The anticipated amendment to the rules regarding outsourcing in Mexico was published on April 23, 2021. The decree amends several Mexican laws, including the Federal Labor Law, Social Security Law, National Workers’ Housing Fund Law, Tax Code, Income Tax Law and Value Added Tax Law.
Restrictions on Outsourcing
Save as described below, subcontracting personnel (outsourcing) is prohibited. Outsourcing is defined as a person or company (Subcontractor) making available his/her/its employees for the benefit of others (Principal).
Subcontracting specialized services or services for specialized projects is permitted if such specialized services are not part of the Principal’s corporate purposes or preponderant business activity. Other requirements must be met, including the Subcontractor must register in a database to be created by Mexico’s Ministry of Labor and the subcontracting must be documented in a written agreement stating the object of the services to be provided and the approximate number of employees that will provide the services. Subcontractors must also register with, and provide periodic information to, Mexico’s Social Security Institute and the National Workers’ Housing Fund.
The Principal will be jointly liable vis-à-vis the employees providing the specialized services if the Subcontractor fails to comply with its obligations under Mexico’s Federal Labor Law, Social Security Law or National Workers’ Housing Fund Law. The Principal will also be jointly liable for failure to withhold or enter income taxes on the compensation of the employees that provide the services.
Cap on Profit Sharing
Under Mexican law, a portion of each employer’s annual profit (typically 10%) must be divided among and paid to its employees. The reform states that any individual’s share of the profits will be capped at the equivalent of the employee’s three month’s salary or the average profit received in the last three years, whichever is greater.
Non-Deductibility – Income Tax
Payments made by the Principal to subcontract personnel that perform activities related to the Principal’s corporate purposes or preponderant business activities will be non-deductible for income tax.

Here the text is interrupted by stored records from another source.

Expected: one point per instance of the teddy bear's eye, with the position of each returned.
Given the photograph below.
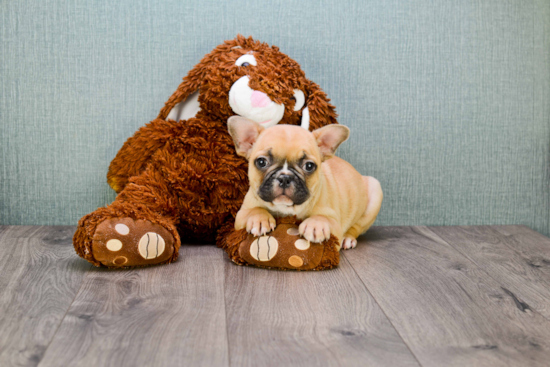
(246, 60)
(309, 166)
(261, 162)
(300, 99)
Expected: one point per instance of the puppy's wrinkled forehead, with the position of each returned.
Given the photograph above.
(287, 142)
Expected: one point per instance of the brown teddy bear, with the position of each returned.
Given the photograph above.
(179, 177)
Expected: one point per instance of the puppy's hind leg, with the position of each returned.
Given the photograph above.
(375, 196)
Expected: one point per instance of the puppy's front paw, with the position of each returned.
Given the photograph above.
(349, 243)
(315, 229)
(260, 223)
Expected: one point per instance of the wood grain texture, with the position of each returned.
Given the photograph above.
(326, 318)
(168, 315)
(515, 256)
(39, 278)
(447, 309)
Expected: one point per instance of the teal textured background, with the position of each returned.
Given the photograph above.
(448, 101)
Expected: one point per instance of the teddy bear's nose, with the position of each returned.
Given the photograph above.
(259, 99)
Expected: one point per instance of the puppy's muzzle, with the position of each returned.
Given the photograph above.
(285, 181)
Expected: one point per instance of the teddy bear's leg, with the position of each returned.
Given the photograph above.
(137, 229)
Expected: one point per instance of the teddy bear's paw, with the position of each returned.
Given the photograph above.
(125, 242)
(283, 248)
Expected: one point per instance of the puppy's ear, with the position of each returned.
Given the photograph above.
(329, 138)
(244, 132)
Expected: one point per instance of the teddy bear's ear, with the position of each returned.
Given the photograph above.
(318, 110)
(184, 103)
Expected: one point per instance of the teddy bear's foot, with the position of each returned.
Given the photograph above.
(125, 242)
(284, 248)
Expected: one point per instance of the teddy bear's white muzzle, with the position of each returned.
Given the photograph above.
(254, 105)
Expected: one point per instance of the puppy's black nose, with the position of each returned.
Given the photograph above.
(284, 181)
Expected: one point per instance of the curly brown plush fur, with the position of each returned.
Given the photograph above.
(185, 175)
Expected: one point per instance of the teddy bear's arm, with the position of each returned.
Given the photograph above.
(137, 150)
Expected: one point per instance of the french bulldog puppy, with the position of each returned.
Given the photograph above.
(294, 172)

Payments to subcontract specialized services may be deductible if the Subcontractor is duly registered and the outsourcing otherwise complies with all the requirements under Mexico’s Federal Labor Law, Tax Code and Income Tax Law. The Principal must, among other requirements, (i) verify the Subcontractor has the required registration and (ii) obtain copies of (a) tax receipts showing payment of the employees’ salaries and the withholding and payment of income taxes on such salaries, (b) payments of social security contributions and (c) payments of the contributions to the Housing Fund.

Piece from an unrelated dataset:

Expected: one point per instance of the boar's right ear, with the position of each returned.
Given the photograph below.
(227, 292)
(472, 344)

Non-Creditability – Value Added Tax
Similarly, value added tax paid by the Principal for the subcontracting of personnel that perform activities related to the Principal’s corporate purposes or preponderant business activities will be non-creditable. Creditability of value added tax on payments for permitted outsourcing services will have requirements similar to those described above for the deductibility for income tax. Also, the Principal must obtain a copy of the Subcontractor’s value added tax return and proof of payment of such tax; if the Principal cannot obtain such documents, it must amend its tax return to remove the value added tax previously credited.
Limitations on Employer Substitution
Going forward, employer substitutions (i.e. transferring employees from one employer to another) will require the transfer of the substituted employer’s assets to the substitute employer. There is a 90-day window where this requirement will not apply to certain businesses that want to use employer substitution to become compliant with the new outsourcing rules.

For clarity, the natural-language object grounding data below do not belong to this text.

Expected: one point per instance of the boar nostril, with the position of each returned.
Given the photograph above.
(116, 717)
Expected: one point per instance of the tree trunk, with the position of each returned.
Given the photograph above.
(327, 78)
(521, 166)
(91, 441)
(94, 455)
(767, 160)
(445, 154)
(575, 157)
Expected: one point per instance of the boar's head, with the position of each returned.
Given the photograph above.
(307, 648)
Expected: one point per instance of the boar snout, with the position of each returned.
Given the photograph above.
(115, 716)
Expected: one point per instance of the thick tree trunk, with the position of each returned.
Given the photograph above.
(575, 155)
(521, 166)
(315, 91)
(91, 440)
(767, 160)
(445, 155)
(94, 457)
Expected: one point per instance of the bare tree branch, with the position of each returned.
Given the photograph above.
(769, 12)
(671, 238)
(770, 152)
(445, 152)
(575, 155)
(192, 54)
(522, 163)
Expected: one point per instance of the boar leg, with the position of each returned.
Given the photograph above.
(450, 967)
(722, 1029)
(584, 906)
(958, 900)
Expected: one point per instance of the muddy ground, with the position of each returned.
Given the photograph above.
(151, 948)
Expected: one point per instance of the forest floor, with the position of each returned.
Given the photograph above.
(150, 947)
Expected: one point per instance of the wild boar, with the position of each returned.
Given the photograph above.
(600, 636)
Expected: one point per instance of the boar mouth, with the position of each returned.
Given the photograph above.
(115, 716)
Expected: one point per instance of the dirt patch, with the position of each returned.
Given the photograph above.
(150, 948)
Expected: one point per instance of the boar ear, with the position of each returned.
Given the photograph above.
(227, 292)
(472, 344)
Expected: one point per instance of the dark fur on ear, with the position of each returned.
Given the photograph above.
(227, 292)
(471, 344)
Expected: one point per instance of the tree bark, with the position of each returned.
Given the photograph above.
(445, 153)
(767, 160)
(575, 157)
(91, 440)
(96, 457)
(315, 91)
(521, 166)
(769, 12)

Non-cooperation with visits or inspections from the labor or social security authorities or violations of the restrictions or rules on outsourcing may subject the Principal and/or the Subcontractor to civil fines. These fines may be up to 50,000 Mexico’s UMAs (Unit of Measurement and Update); the UMA is currently set at 89.62 pesos, so the fine per violation may be up to 4,481,000 Mexican pesos. In addition, violations may generate or increase monetary penalties under Mexico’s Tax Code.
Potential Criminal Liability
Violations to the restrictions or rules on outsourcing may also create criminal liability. For example, using schemes to simulate the provision of specialized services or subcontracting personnel to perform activities related to the Principal’s corporate purposes or main business activities may constitute tax fraud.
The amendments to Mexico’s Federal Labor Law, Social Security Law and National Workers’ Housing Fund Law became effective April 24, 2021, but compliance with certain new requirements (e.g. creation of registry for Subcontractors, filing information by Subcontractors) will commence at later dates. The amendments to the Tax Code, Income Tax Law and Value Added Tax Law will become effective on August 1, 2021.
The amended rules on outsourcing in Mexico will have a significant impact on many businesses. The reform will affect specially companies that currently use outsourcing arrangements. Those companies must take all actions necessary to become compliant with the new rules as soon as possible but no later than August 1, 2021 (or July 23, 2021, if they want to use employer substitution to become compliant). In addition to complying with the new rules described above, many companies will have to assess the financial impact that implementing these changes may have on their bottom line and explore alternatives to address it.
While Mexico’s labor reform of 2012 already limited the use of outsourcing, many businesses ignored those rules and their enforcement was very lax. The current changes have significantly more punishing consequences for misusing outsourcing and it is expected that the current administration will enforce the new rules vigorously.